Vranos headed collateralized mortgage obligation (CMO) trading in the early 1990s at Kidder Peabody at a time when that firm dominated the marketplace. Seizing the opportunity created by a bear market, he left to start his own firm, Ellington Management Group, in late 1994. That same year, Kidder Peabody fell on troubled times and was sold to PaineWebber. In spite of being affected by fall-out from the Long-Term Capital Management debacle in 1998, as of April 2004, Ellington had delivered a composite annualized return of 15.4%, after fees.
Early life and education
Vranos was born in Worcester, Massachusetts to Alexander and Aglaea Vranos, both of Greek descent. He was then raised in Ellington, Connecticut, United States. In his youth, he worked as a bouncer and earned the title of Mr. Teen Connecticut as a bodybuilder. He earned the nickname "The Arm". Mr. Vranos earned his Bachelor of Arts degree in mathematics from Harvard University in 1983 with both magna cum laude and Phi Beta Kappa honors. He began pursuing a PhD in Mathematics, before beginning his work on Wall Street.
Vranos started work at Kidder Peabody after graduation from Harvard in 1983. He was the youngest Managing Director in the 130-year history of Kidder Peabody.
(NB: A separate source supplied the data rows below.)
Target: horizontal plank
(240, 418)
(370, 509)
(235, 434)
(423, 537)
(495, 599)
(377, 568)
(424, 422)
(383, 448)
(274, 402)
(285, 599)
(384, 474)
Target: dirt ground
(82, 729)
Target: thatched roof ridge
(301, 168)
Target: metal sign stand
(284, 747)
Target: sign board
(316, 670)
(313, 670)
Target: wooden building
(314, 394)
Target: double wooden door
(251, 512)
During his reign at Kidder Peabody from 1990–1994, Kidder underwrote over $200 billion in CMOs, which was about 20% of all CMOs issued during that period and nearly double the next largest Wall Street firm. Vranos was noted for having turned his collateralized mortgage obligation trading role into a money-making machine. In 1991, Vranos was named Kidder Peabody’s Man of the Year. His 1992 compensation was estimated at between $10–15 million, according to the USA Today, while The Washington Post reported it in the $5–7 million range. By 1993 he was the highest paid employee at Kidder Peabody, and it was said that as Kidder entered financial trouble in the early 1990s that the profitability of the company was largely on Vranos' back.
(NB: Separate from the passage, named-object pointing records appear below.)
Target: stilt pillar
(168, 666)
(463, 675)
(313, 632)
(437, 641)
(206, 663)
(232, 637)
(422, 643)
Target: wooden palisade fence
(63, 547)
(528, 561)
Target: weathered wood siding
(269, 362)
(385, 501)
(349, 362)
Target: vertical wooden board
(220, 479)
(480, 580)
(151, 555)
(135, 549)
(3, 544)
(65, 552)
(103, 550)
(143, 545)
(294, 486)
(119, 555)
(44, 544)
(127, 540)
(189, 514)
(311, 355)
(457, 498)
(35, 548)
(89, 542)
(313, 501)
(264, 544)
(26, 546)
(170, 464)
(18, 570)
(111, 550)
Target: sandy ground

Kidder Peabody fell on troubled times during the bear market of 1994. Losses in the mortgage-bonds department headed by Vranos for the second quarter of 1994 were $30 million. Michael Carpenter, the CEO of Kidder from 1989 to 1994 was forced to resign in July 1994. Then, when the number two ranking executive at the firm, Edward A. Cerullo, resigned from Kidder Peabody a few weeks later, Vranos was one of the most watched firm members. During this period, Vranos was highly praised by Jack Welch, chairman of Kidder Peabody’s parent company, General Electric, for his handling of the bear market. However, as market conditions grew more severe, Vranos left to start his own firm in late 1994. Kidder was ultimately sold to Paine Webber.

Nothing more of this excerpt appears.